К тому же, если отец участвовал в моей жизни финансово, к чему оставлять мне что-то по завещанию? Он и так вносил свою лепту. Громов сказал, что родственники у него имелись. Логичнее было бы оставить все им.

Однако более всего меня занимал другой вопрос. Если Иванов знал обо мне, почему не связался? Неужели ему не хотелось познакомиться с собственной дочерью? Хотя, возможно, у него семеро по лавкам в этих его Красных Оврагах. Тогда снова непонятно, зачем завещать что-то мне, когда можно оставить это детям, которые являются его отпрысками на законном основании. Впрочем, им может достаться куда больше, чем то, что отписано мне. Вдруг он мультимиллиардер?

Телефон в сумочке разрывался, и я решила-таки извлечь его на свет. Звонил, конечно же, Ромка.
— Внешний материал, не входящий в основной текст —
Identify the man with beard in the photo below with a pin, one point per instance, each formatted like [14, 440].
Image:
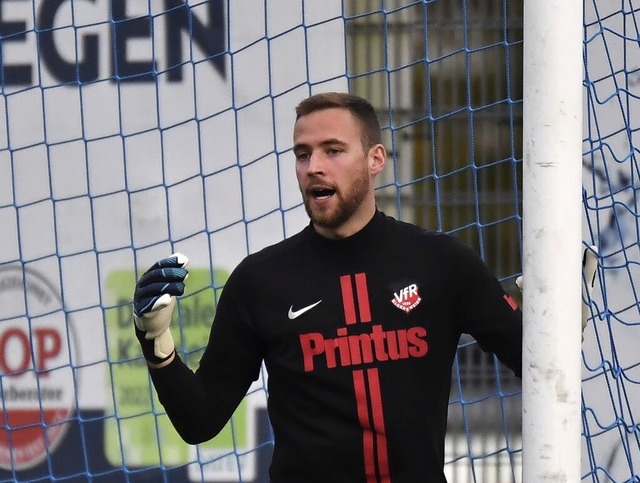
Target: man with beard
[356, 318]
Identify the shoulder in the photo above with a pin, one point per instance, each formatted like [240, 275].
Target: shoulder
[274, 257]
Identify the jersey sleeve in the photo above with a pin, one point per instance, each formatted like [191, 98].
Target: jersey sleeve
[200, 403]
[486, 311]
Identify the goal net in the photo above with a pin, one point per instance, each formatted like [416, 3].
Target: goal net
[131, 130]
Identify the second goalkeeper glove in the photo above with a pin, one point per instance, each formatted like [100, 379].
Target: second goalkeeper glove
[589, 266]
[153, 302]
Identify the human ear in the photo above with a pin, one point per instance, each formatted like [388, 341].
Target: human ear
[377, 157]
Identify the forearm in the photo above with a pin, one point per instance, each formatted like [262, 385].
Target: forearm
[198, 408]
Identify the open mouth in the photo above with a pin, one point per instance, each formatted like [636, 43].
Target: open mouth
[322, 193]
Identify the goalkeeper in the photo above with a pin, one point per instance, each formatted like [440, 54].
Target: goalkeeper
[357, 319]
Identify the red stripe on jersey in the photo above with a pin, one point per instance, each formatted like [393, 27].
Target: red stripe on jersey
[378, 424]
[374, 438]
[348, 301]
[363, 297]
[367, 433]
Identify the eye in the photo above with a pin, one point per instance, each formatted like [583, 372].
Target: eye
[302, 156]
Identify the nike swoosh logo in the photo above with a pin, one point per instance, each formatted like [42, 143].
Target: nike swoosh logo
[293, 314]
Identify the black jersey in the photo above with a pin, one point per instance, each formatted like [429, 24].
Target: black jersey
[358, 337]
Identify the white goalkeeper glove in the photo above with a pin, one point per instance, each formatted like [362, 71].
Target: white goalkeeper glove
[589, 266]
[153, 302]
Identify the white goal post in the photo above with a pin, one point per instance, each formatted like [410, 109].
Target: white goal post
[552, 215]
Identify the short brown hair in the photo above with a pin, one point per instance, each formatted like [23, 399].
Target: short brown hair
[359, 108]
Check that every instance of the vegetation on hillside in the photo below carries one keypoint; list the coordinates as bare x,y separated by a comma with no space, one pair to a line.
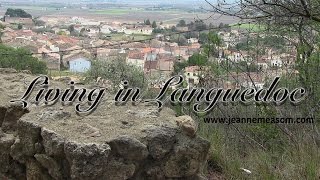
20,59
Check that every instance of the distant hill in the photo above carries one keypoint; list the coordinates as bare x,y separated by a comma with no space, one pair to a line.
17,13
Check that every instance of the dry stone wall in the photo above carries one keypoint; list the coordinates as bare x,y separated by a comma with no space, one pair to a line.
114,142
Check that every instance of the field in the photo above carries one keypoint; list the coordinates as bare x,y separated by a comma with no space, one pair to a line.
120,14
112,11
251,27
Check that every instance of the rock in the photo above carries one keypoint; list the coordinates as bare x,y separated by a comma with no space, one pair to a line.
13,114
29,134
5,143
113,142
52,142
146,113
34,171
55,115
187,158
160,141
187,124
7,70
87,161
118,169
54,169
16,151
129,148
3,111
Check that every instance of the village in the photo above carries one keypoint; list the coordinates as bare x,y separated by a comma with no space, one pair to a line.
73,43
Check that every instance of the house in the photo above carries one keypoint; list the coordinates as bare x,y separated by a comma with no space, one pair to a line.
193,40
18,20
106,29
79,65
276,62
137,59
191,73
139,30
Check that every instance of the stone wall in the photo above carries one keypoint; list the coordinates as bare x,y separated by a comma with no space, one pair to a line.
114,142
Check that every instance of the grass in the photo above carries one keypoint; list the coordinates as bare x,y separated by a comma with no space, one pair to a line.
124,37
250,27
56,73
112,11
32,8
228,154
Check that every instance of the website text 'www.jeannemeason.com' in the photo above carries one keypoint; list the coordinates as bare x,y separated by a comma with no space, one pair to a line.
258,120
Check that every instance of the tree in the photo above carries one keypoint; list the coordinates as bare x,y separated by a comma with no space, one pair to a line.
213,42
182,23
147,22
197,60
117,71
20,26
299,18
38,22
71,28
154,24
– Ну что? – просипел он в трубку.

– Лиза вернулась? – ответила я вопросом на вопрос.

– Ага.

– Сможешь спуститься кофе попить в пекарне на первом этаже вашего дома?

Повисло молчание, только частое дыхание братца не позволяло забыть, что он все еще на проводе.

– Ясно. Благоверная находится где-то рядом, и при ней ты не можешь озвучить, что так далеко она тебя не отпустит!

– Лиза готовит сборную солянку, можешь купить свежего хлеба по пути?

– Все понятно. Я приезжаю на обед, и это, похоже, единственная возможность поговорить с собственным братом.

– Я тоже тебя люблю.

К тому моменту я успела отойти довольно далеко от нотариальной конторы. Хотела было отправиться к брату пешком – отсюда было минут пятнадцать ходьбы до их дома, но вспомнила, что приехала на машине, которую нежелательно было надолго бросать в центре города. Развернувшись на пятках, я зашагала в обратном направлении, туда, где оставила автомобиль.

Уже достигнув нужного подъезда, я вспомнила о хлебе, который просил захватить братец, и отправилась в пекарню. А ведь могли бы спокойно попить здесь кофе, если бы Ромка не был таким подкаблучником.

– М-м, ржаной, теплый еще! – обрадовалась Лиза, забирая у меня бумажный пакет.

Ромка с Аришей на руках появился из гостиной.

– Привет, Маюша! – Брат взял руку дочери и помахал мне в знак приветствия.

– Муж сказал, тебя сегодня не ждать, но хорошо, что выбралась! – Лизавета Степановна была после маникюра в приподнятом настроении.

Она устремилась в кухню, и я следом за ней.

– Спасибо за билеты в филармонию, мы чудесно провели время! – поспешила я поблагодарить хозяйку.

– Ну ничего, скоро и я смогу выбраться в свет. – Лиза легонько хлопнула себя по пышной груди.